DocketNumber: No. 1417.
Citation Numbers: 43 S.W. 982, 38 Tex. Crim. 546, 1898 Tex. Crim. App. LEXIS 15
Judges: Henderson
Filed Date: 1/26/1898
Status: Precedential
Modified Date: 10/19/2024
Appellant was convicted of an assault with intent to murder, and his punishment assessed at two years in the penitentiary; hence this appeal.
The only questions necessary to be noticed relate to the charge of the court, which is excepted to in the motion for a new trial. The evidence showed that "appellant was very drunk at the time of the alleged assault. Appellant asked a number of charges predicated on the theory that if appellant was so drunk at the time as not to be capable of forming the specific intent to kill he should be acquitted.

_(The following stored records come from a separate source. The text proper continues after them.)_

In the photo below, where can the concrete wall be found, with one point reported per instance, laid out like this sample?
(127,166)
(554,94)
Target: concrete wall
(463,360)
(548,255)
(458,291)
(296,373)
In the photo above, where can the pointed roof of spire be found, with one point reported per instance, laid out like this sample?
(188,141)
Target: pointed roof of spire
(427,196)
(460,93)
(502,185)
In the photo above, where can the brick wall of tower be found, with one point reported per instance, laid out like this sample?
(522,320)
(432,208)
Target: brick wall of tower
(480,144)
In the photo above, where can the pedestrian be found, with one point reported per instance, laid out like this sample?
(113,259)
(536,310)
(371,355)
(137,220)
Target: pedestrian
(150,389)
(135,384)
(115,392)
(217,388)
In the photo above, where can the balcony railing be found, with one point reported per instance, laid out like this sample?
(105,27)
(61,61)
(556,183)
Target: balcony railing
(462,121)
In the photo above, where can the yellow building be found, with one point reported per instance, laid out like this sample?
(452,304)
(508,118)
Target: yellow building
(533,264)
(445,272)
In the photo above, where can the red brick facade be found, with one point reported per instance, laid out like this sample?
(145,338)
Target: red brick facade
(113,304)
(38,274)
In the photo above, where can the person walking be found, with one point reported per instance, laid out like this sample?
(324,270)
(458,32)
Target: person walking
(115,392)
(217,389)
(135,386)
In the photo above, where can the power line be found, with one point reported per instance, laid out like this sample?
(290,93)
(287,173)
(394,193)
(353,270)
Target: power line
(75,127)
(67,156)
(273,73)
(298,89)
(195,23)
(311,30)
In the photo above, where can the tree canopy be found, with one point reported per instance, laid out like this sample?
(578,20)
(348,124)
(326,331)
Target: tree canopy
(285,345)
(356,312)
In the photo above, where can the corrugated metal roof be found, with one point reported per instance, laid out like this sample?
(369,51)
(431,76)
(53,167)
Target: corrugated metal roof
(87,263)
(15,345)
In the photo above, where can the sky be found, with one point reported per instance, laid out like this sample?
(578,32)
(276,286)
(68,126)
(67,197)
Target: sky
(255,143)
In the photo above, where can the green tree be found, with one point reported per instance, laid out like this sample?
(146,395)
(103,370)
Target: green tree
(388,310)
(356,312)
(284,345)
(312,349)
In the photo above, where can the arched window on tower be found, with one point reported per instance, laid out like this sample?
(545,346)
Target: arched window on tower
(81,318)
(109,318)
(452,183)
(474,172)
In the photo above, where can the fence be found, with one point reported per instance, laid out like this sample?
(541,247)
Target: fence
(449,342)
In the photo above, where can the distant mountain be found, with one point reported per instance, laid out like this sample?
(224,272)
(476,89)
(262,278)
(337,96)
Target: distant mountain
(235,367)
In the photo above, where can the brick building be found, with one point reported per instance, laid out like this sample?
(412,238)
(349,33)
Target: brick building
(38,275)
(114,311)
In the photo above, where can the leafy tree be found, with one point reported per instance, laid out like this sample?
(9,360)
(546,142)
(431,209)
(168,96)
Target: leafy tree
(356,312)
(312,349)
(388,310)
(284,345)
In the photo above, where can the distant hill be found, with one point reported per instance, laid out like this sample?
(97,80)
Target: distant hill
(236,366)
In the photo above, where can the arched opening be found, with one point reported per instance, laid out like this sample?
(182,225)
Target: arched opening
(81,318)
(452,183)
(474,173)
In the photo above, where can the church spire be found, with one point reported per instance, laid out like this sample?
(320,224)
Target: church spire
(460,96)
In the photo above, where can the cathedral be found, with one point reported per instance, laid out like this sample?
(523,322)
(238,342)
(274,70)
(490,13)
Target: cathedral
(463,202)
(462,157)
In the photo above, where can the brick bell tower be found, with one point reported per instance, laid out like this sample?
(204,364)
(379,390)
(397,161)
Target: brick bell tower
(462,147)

In the general charge of the court, besides the statutory charge on intoxication produced by the recent use of intoxicating liquors, the court further instructed the jury as follows: “There can be no offense of assault with intent to murder without the specific intent to take life. So, if you should believe that the defendant discharged a gun into T. S. Hill’s *549 house, and thereby wounded Bessie Hill, but unless you further believe beyond a reasonable doubt that the defendant intended to kill Bessie Hill, you can not convict the defendant of assault with intent to murder. But upon this point you are instructed that if the defendant voluntarily discharged his gun into T. S. Hill’s house with intent to kill any person who might be in the way of the shot, and that he thereby wounded Bessie Hill, such intent upon the part of the defendant would in law include the intent to kill Bessie Hill.” And the court further charged: “If you should believe from the evidence that the defendant intentionally fired his gun into Hill’s house, and wounded Bessie Hill, in such manner as to constitute an unlawful assault, as hereinbefore defined and explained, and that said means as used by him was a deadly weapon, and if you do not believe beyond a reasonable doubt that he had the specific intent to kill, such as to constitute assault with intent to murder, as the matter has hereinbefore been explained, then you will find the defendant guilty of an aggravated assault, and assess his punishment,” etc.
By this charge the court clearly instructed the jury to acquit the defendant of assault with intent to murder, unless they believed at the time that he had the specific intent to kill; and this, no matter how the want of defendant’s specific intent was caused. The charge furthermore told the jury, if they believed he committed an unlawful assault in shooting said Bessie Hill, but did not shoot her with the specific intent to kill her, to find him guilty of an aggravated assault. This accords with our view of the subject. The court furthermore instructed the jury that if they believed defendant accidentally discharged his gun, and so shot Bessie Hill, to acquit him altogether. In our opinion, the charge of the court adequately presented every issue in the case, and sufficiently guarded all of the rights of the defendant, under the testimony; and it was not necessary, even if the requested charges had been properly framed, for the ' court to give them. The evidence unquestionably shows that appellant was very much under the influence of liquor at the time he fired the shot that struck Bessie Hill, but it does not show that he was so drunk at the time as not to entertain the specific intent to take life. His acts and conduct just before the shooting indicate that, while he knew what he was about, he was in a reckless and dangerous mood, and was utterly disregardful of the rights of others. In such a mood he recklessly fired into the house of another, and wounded a little girl. Hnder the circumstances, we think, if by the shooting he had slain Bessie Hill, defendant would have been at least guilty of murder in the second degree, upon implied malice. The judgment is affirmed.
Affirmed,.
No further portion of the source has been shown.